Day two of the Writing Challenge to draft, edit and submit a short story in fourteen days. Below is the rough, stream-of-consciousness from my second session writing Siobhan and Dhoul’s origin story. I’m sharing this draft in its raw form so I may compare it to final draft. As the saying goes, stories aren’t written they’re re-written. Sometimes the final product is nigh unrecognizable to the first draft. With practice the drafts get cleaner.

Siobhan left the Archdruid’s hut in a huff. [EXPAND SETTING] [SIGHTS, SOUNDS, SMELLS]

Nilfailte! Favoritism!” She stormed down the trail toward Rodagh Farm. Her staff pierced deep holes in the soil as she trudged on. “Blind old fool!” She waved her arms and muttered to herself. “The right thing is seldom the easy thing. I will make them see.”  At the fork in the trail waited a giant tortoise. It bobbed its head as she approached. Her fury ebbed away, and she smiled back.

“Hello, Alice.” Siobhan stooped to meet her. She reached into her sleeve and produced a prickly pear. Alice snapped her jaws around it, pink juice and pulp squished out, and ran down her hand and arm. 

“Ick!” she said and rubbed her hand on her moss green robe. Alice bobbed her head and chewed. Sudden darkness swept over them.

Wump.

Dhoul landed beside her [DRAGON DESCRIPTION]. He snapped up the tortoise into his claw. 

“Dhoul?” Siobhan said in a low tone and inclined her head. The dragon looked down at her and placed the tip of one talon under Alice’s shell, and began to pry. 

“Stad!” she raised her voice a register and rapped Dhoul on his foot with her staff. He cocked his head and looked at her, then to Alice and back again.

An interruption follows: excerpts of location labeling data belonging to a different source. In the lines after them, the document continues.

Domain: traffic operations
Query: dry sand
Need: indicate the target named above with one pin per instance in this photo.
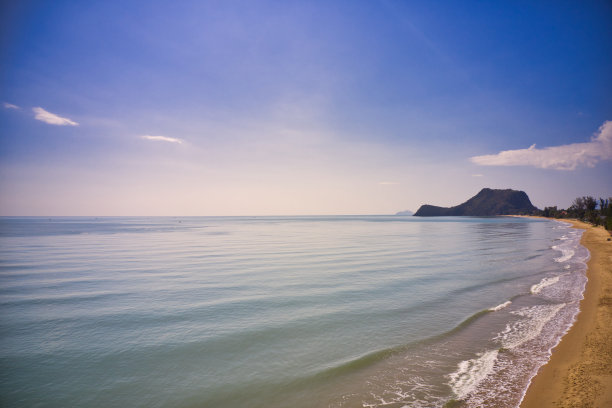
(579, 373)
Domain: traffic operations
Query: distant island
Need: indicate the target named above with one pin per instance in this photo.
(406, 212)
(486, 203)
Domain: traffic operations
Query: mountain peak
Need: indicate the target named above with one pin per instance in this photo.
(487, 202)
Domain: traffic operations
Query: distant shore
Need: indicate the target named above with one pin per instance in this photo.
(579, 373)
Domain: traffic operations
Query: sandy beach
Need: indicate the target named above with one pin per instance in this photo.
(579, 373)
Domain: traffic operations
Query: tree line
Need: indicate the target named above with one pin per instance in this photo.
(586, 209)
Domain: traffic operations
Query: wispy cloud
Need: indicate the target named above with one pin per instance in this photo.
(162, 139)
(10, 106)
(564, 157)
(52, 118)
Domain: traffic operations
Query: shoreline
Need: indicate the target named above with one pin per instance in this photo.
(579, 371)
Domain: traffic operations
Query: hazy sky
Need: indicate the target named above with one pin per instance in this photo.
(305, 107)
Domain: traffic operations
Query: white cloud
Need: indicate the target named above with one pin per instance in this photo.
(52, 118)
(162, 139)
(10, 106)
(564, 157)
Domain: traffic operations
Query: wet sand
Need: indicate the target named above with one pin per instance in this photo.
(579, 373)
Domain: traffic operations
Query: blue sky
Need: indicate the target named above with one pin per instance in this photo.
(255, 108)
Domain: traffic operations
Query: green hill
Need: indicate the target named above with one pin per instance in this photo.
(487, 202)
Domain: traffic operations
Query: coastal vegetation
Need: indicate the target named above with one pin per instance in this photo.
(587, 209)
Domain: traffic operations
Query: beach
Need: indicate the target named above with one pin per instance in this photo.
(579, 373)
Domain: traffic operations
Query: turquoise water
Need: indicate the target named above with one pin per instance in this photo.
(360, 311)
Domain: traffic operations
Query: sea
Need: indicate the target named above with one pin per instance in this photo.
(310, 311)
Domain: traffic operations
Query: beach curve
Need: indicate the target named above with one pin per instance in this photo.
(579, 372)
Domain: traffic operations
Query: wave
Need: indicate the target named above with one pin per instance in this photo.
(470, 373)
(501, 306)
(537, 288)
(523, 330)
(566, 254)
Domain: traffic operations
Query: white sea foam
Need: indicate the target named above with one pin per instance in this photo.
(471, 372)
(500, 307)
(533, 320)
(566, 254)
(537, 288)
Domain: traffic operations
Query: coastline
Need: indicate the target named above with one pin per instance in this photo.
(579, 371)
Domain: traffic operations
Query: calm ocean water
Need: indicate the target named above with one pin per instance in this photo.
(363, 311)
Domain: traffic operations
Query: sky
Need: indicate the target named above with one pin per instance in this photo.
(300, 107)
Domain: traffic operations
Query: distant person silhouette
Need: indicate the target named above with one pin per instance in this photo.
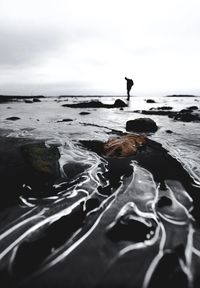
(129, 83)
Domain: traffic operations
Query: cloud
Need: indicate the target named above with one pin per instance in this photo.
(24, 47)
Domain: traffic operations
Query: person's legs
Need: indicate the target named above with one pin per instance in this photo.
(128, 94)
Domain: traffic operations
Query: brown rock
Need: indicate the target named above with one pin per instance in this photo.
(124, 146)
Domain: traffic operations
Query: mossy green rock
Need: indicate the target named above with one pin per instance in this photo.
(42, 159)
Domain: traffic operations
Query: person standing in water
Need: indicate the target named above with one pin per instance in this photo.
(129, 83)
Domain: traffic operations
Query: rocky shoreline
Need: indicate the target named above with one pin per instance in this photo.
(113, 212)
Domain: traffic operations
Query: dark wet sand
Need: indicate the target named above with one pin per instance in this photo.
(133, 230)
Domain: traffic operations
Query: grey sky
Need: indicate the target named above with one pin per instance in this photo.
(55, 47)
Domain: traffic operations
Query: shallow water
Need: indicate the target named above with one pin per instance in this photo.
(118, 226)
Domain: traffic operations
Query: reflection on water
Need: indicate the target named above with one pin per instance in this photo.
(108, 210)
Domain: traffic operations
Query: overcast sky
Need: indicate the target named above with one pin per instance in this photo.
(54, 47)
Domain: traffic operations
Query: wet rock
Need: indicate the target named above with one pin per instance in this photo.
(32, 253)
(169, 272)
(150, 101)
(164, 201)
(72, 169)
(96, 104)
(36, 100)
(84, 113)
(28, 101)
(127, 228)
(164, 108)
(65, 120)
(141, 125)
(119, 103)
(192, 108)
(153, 111)
(124, 146)
(43, 160)
(187, 115)
(13, 118)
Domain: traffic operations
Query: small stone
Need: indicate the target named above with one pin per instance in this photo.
(13, 118)
(141, 125)
(164, 201)
(124, 146)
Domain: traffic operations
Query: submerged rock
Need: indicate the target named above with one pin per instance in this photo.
(150, 101)
(119, 103)
(164, 108)
(96, 104)
(72, 169)
(164, 201)
(43, 160)
(36, 100)
(141, 125)
(28, 101)
(65, 120)
(13, 118)
(84, 113)
(169, 271)
(187, 115)
(192, 108)
(124, 146)
(130, 228)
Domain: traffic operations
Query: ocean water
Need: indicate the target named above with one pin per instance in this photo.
(40, 120)
(73, 236)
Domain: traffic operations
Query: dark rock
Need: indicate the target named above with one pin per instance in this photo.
(126, 228)
(164, 201)
(28, 101)
(119, 103)
(32, 253)
(96, 104)
(150, 101)
(141, 125)
(153, 111)
(36, 100)
(72, 169)
(124, 146)
(187, 115)
(43, 160)
(65, 120)
(192, 108)
(13, 118)
(169, 272)
(84, 113)
(165, 108)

“No?” said Dhoul, his golden eyes narrowed.

“Please.” She said. 

Dhoul discarded Alice over his wing and sat down on all fours in front of Siobhan. Alice bounced hard off a stone. Siobhan winced when she heard the crack. Then Alice laid still on her back. Siobhan groaned and buried her face in her hands. 

“No!” she shouted. “Not everything is yours!” 

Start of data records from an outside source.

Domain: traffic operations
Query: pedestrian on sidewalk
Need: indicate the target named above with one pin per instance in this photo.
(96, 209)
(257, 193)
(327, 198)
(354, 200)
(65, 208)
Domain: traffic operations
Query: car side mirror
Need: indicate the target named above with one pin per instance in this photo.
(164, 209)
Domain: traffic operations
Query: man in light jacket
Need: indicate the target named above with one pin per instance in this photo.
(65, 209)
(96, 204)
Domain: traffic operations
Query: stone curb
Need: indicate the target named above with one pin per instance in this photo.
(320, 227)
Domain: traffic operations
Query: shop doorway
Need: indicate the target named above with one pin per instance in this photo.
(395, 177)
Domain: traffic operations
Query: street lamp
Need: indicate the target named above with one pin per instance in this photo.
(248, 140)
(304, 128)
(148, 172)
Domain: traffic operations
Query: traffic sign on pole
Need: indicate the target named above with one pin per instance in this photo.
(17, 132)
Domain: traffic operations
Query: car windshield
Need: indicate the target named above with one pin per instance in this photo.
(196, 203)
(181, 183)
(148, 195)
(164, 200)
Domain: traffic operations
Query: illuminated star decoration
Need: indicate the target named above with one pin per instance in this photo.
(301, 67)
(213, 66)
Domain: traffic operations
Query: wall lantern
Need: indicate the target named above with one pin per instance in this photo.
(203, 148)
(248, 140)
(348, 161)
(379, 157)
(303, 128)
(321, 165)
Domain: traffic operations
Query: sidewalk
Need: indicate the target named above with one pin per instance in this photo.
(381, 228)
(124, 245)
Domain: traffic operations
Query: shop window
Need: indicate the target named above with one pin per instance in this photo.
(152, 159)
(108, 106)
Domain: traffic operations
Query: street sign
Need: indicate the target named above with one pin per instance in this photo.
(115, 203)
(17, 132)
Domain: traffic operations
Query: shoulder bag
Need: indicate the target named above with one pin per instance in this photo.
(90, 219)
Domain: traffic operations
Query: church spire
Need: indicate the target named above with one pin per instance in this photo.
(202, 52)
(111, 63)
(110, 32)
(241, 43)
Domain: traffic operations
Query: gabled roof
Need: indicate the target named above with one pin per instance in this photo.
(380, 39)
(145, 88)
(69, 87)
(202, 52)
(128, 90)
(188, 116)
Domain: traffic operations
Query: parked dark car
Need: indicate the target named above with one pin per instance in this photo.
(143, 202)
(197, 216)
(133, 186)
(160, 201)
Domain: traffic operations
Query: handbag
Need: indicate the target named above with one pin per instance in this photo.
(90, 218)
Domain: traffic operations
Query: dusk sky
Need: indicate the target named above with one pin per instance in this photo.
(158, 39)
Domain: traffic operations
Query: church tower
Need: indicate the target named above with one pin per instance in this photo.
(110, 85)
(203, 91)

Dhoul clamped his eyes shut and shook his head.

“It was until you said it wasn’t.” Dhoul flattened himself onto the ground and nudged the tip of his nose into her hip. Siobhan pushed past him and rushed to kneel beside Alice. With her shoulder under the rim of her shell, she leveraged Alice right-side-up again. Alice rolled onto her feet and wobbled. Siobhan bit her lip and stared at the crack in the shell as blood oozed from a seam between two plates. 

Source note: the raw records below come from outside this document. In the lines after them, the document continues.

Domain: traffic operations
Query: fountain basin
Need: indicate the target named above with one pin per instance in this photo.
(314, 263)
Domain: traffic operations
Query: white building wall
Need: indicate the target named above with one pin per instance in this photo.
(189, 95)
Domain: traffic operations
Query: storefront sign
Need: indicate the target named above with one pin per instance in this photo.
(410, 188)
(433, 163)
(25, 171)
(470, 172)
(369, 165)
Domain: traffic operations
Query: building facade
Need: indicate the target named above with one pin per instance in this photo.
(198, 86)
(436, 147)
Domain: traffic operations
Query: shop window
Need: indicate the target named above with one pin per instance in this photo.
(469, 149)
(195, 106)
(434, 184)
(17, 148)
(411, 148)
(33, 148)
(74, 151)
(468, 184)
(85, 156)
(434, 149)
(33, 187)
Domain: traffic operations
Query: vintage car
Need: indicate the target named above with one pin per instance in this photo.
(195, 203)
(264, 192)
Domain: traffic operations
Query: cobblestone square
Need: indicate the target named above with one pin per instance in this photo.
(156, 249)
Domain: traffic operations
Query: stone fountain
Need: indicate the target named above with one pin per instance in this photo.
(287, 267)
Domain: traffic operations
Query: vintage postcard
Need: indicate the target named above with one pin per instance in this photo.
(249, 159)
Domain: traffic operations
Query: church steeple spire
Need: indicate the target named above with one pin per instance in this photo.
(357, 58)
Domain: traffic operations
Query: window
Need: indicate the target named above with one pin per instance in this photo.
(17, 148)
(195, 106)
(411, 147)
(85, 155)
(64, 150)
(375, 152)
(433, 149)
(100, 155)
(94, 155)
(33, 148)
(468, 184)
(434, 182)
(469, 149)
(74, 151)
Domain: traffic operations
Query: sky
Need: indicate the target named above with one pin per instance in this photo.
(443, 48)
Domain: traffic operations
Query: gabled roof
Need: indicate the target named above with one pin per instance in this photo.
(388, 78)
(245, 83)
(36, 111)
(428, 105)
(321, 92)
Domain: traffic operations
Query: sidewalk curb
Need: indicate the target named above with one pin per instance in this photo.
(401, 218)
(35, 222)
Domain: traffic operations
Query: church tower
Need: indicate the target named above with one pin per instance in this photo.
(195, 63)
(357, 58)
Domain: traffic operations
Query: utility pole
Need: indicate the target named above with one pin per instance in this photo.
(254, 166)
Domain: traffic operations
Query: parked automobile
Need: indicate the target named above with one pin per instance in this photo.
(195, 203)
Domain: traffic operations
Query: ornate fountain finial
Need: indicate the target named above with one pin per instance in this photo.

“Do you see what you’ve done?” Siobhan scolded Dhoul without looking up at him. She pulled a curved blade from her belt.

“The shells have to come off, or they get stuck in my teeth.”

“Not everything is food.”

“Even if I can eat it?” Dhoul scampered around the other side of Alice and leaned in close. He flicked his tongue. Siobhan rolled her right sleeve and examined her arm, searching for a bit of unscarred skin. Between the ridges of scars, she dragged the knife along a valley of tender flesh. Dhoul peeled back his scaly lips in a grimace, exposing tight rows of meshed teeth. Siobhan pressed her palm against the crack in Alice’s shell and let her blood flow down her arm into Alice’s wound. She grunted and chanted through clenched teeth. Their blood mingled, and Siobhan’s arm quaked with the effort. Her scars flared red then faded to a glowing orange. Then Alice opened her eyes. Siobhan jerked her hand free and shook out the pain.

“Even if you can eat it, doesn’t make it your food.”

“Why?” asked Dhoul.

Siobhan sighed and tapped Alice on the back. The tortoise moved away in a manner almost resembling haste.  Siobhan walked away from Alice toward the lake. Dhoul loped along beside her; his heavy footfalls gouged furrows into the soil.

“Do you remember what I taught you about sharing?”